Gelelim İZSU’nun bol bol açtığı kuyulara… Açılan her yeni kuyu İzmir’in gelecekteki suyunun şimdiden kullanılmasıdır. Yine Doğan Hoca’ya başvuralım bakın yeraltı su kullanımını nasıl anlatmış; “2009-2019 arası müthiş yağışlar oldu İzmir ve Ege Bölgesi’nde. Ama biz bu barajlar doluyken bile suyun yüzde 55-60'ını biz hep kuyulardan çektik, hem de sürekli bir şekilde. Özellikle Manisa'nın altından. İzmir’in kullandığı suyun yüzde 30'unu Manisa'nın altından çektik, çekmeye de devam ediyoruz. Yani barajlar doluysa suyu barajdan kullanırsınız. Bu durum zamanla İzmir’in Türkiye’deki en pahalı suyunu kullanmasının önünü açtı. Yeraltı suyunun masrafı çoktur. Çok ciddi bir elektrik enerjisi gerekir.

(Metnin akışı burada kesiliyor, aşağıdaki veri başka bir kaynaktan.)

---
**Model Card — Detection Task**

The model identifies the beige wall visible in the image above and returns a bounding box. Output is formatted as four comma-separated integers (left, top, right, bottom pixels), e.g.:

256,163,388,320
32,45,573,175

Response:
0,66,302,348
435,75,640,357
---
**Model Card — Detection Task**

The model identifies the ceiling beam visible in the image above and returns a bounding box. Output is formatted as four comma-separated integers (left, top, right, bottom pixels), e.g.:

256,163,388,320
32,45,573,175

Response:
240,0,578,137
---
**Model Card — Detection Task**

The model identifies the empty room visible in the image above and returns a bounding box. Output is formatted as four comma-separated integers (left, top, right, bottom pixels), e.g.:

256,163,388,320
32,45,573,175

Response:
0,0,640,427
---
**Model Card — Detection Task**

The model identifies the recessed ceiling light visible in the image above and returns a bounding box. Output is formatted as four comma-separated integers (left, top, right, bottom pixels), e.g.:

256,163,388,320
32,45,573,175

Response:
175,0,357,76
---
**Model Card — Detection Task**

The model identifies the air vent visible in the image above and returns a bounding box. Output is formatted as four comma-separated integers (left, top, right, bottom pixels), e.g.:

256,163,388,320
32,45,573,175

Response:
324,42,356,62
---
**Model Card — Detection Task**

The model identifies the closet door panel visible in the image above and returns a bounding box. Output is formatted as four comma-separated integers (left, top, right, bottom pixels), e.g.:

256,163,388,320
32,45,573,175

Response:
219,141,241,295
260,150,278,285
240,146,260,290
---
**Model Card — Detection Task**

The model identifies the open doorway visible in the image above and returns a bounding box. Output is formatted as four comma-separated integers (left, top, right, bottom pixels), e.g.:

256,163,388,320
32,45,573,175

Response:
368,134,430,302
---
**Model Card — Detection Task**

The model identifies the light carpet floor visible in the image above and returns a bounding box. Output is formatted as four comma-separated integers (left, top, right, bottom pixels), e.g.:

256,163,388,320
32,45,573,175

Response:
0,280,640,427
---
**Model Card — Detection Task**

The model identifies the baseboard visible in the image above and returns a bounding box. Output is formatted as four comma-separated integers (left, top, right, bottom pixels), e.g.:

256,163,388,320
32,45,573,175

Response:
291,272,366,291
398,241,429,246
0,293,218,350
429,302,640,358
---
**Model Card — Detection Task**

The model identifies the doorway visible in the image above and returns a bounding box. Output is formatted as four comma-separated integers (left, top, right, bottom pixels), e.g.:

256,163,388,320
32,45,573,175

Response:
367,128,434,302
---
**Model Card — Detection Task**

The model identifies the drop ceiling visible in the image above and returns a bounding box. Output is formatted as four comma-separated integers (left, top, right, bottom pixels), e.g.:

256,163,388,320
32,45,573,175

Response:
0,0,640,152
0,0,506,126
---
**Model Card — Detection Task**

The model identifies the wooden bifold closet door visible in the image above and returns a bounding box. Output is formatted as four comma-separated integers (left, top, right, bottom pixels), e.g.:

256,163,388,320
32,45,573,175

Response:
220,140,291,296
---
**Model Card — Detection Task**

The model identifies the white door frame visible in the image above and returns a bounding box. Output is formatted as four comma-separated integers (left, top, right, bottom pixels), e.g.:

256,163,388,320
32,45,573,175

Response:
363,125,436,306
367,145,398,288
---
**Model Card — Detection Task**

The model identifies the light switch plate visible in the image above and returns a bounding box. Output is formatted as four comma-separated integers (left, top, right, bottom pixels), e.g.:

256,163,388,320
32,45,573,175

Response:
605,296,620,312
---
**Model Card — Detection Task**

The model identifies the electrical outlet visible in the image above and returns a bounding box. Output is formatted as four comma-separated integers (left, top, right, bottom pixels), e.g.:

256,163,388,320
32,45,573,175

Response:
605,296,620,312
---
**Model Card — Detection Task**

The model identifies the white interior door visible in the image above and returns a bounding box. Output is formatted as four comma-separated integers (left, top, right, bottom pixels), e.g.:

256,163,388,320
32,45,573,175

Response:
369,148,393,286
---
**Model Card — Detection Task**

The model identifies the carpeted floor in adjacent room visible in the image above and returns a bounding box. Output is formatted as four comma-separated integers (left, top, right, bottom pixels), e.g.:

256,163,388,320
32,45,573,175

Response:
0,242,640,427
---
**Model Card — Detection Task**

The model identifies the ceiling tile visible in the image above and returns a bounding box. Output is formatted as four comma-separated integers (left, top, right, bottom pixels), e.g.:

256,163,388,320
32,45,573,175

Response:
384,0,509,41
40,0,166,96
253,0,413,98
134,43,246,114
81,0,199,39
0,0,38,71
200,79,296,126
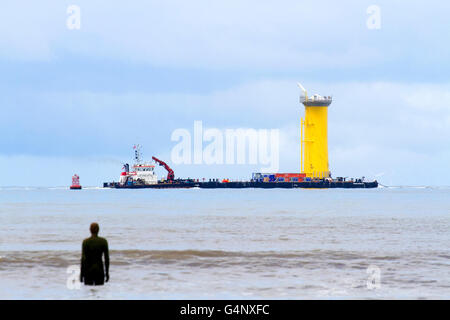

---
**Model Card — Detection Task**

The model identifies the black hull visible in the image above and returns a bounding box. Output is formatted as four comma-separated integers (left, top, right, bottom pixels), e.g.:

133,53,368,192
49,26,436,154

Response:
103,180,378,189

Manisa Su İşleri Müdürü isyan etti geçen sene ‘2000’li yıllarda 40-50 metrelerde bulunan kuyu suyu 400-500 metreye çıktı’ diye. Günde 200-250 bin metreküp su çekiyoruz Manisa’nın altından. Manisa isyanında haklı, obruklar oluşmaya başladı artık” 

***

İZSU Genel Müdürü’nün açıklamasından anladığım, susuzluğun önüne geçmek için yapabileceğimiz tek şey kuyu açmak… Kuyu açmak ‘sorun benim dönemindeyken çözülsün sonrası ne olursa olsun’ demek. Yani biraz düşününce kışın kent merkezinde su baskınlarına engel olamayan İZSU; barajların kurumasına da engel olamıyor. ‘DSİ’nin hiç mi suç yok?’ diye sorabilirsiniz. Olmaz mı büyük umutlarla ve siyasi söylemlere konu olan Gördes Barajı var. Baraj tamamen hatalı yapıldığı için su tutamıyor. Zaten Gördes yüzde 10’nun üzerine çıkamıyordu şu an doluluk oranı yüz 0,9. Yani Gördes kurudu. Umarım Tahtalı kurumaz. Karşıyaka aksında; Yamanlar bölgesinden gelen su kullanıldığı için, ben kentin güney aksının daha çok sorun yaşayacağını düşünüyorum. Pandemi öncesinde bugünün bir sinyalini görmüştük. Bu yaz beterini göreceğiz gibi… Başta da söylediğim ‘su hayattır ve medeniyettir’, peki biz bu medeniyetin neresindeyiz?  

Son olarak; Su nerede? İnek içti. İnek nerede? Dağa kaçtı? Dağ nerede? Yandı bitti kül oldu… Bu yaz orman yangınlarının ardı arkası kesilmeyecek gibi gözükürken İzmir bir de susuzluktan kavrulacak… Cehennemi yaşacağımız bir Ağustos bizi bekliyor… Hazır mısınız?